What you’ll do Led by our in-house education team, you will delve into trading fundamentals and engage in research projects that make a real difference. You will enhance your understanding of trading principles and gain hands-on experience by trading on live markets using real Optiver technology, with simulated capital. For the ten-week internship, you will get support from experienced researchers during your research project work, providing you exposure to a variety of areas, including: • Deep dive into trading and research fundamentals, from theoretical concepts to financial markets, strategies and cutting-edge technology • Using statistical models and machine learning to develop trading algorithms • Leveraging big data technologies to analyse trading strategies and financial instruments to identify trading opportunities • Combining quantitative analysis and high-performance implementation to ensure efficiency and accuracy of your models • Gain exposure to various trading and research desks and experience the financial markets first-hand Based on your performance during the internship, you could receive an offer to join our firm full-time after your studies.
What you’ll get You’ll join a culture of collaboration and excellence, where you’ll be surrounded by curious thinkers and creative problem solvers. Motivated by a passion for continuous improvement, you’ll thrive in a supportive, high-performing environment alongside talented colleagues, working collectively to tackle the toughest problems in the financial markets. In addition, you’ll receive: • A highly competitive internship compensation package • Optiver-covered flights and accommodation in the city centre for the duration of the internship • Extensive office perks, including breakfast and lunch, world-class barista coffee and Friday afternoon drinks • The opportunity to participate in sports and leisure activities, along with social events exclusively organised for your intern cohort
Who you are • Penultimate year student in Mathematics, Statistics, Computer Science, Physics or a related STEM field, with the ability to work full time upon graduation in 2027 • Solid foundation in mathematics, probability and statistics • Excellent research, analytical and modelling skills • Independent research experience • Proficiency in any programming language • Knowledge of machine learning, time-series analysis and pattern recognition is a plus • Strong interest in working in a fast-paced, collaborative environment • Fluent in English with strong written and verbal communication skills
Diversity statement Optiver is committed to diversity and inclusion.

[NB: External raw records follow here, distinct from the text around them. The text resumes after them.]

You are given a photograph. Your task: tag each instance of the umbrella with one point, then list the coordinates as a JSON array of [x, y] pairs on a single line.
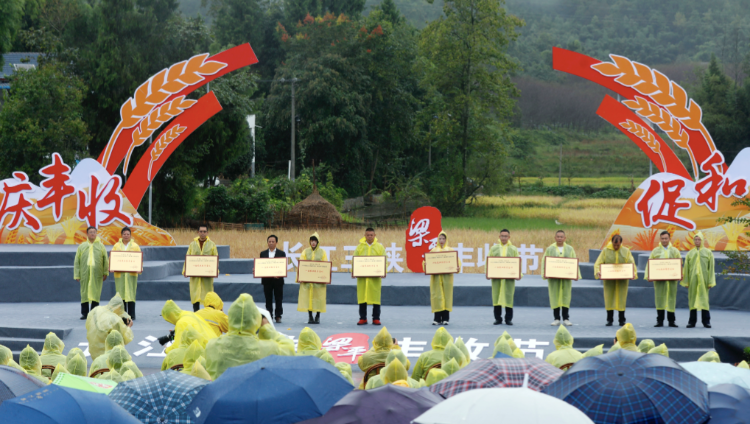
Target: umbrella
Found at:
[[85, 383], [519, 405], [275, 389], [631, 387], [159, 398], [713, 373], [387, 404], [505, 372], [729, 404], [63, 405], [15, 382]]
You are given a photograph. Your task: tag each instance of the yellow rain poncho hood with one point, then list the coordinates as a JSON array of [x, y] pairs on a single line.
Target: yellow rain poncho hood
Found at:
[[707, 357], [626, 337], [245, 341], [661, 350], [102, 320], [309, 342], [646, 345]]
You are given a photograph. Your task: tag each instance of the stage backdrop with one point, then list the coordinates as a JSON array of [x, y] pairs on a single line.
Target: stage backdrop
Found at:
[[67, 201]]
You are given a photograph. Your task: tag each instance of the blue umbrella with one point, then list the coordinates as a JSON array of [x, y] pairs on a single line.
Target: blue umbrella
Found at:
[[63, 405], [159, 398], [14, 383], [275, 389], [629, 387], [729, 404]]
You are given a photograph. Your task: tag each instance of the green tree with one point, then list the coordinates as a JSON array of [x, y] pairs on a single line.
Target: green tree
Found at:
[[466, 73], [42, 116]]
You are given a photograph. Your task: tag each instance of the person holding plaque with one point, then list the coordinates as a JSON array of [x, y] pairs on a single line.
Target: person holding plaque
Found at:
[[90, 268], [503, 290], [368, 289], [273, 286], [126, 283], [699, 277], [665, 292], [312, 296], [615, 291], [200, 286], [441, 286], [560, 291]]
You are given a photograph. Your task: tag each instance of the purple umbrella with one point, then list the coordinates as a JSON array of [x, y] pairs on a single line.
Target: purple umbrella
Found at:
[[387, 404]]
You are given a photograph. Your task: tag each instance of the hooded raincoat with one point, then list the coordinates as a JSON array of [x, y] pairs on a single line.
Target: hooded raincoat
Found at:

We encourage applications from candidates from any and all backgrounds, and we welcome requests for reasonable adjustments during the process to ensure that you can best demonstrate your abilities. Please let us know if you would like to request any reasonable adjustments by contacting the Recruitment team via the contact form, selecting “Reasonable Adjustments” as the subject of your inquiry.
For answers to some of our most frequently asked questions, refer to our Campus FAQs.
For applicants based in India, our entry route is via the placement office internship hiring season (July/August).
*We accept one application per role per year. If you have previously applied to this position during this season and have been unsuccessful, you can reapply once the next recruitment season begins in 2026.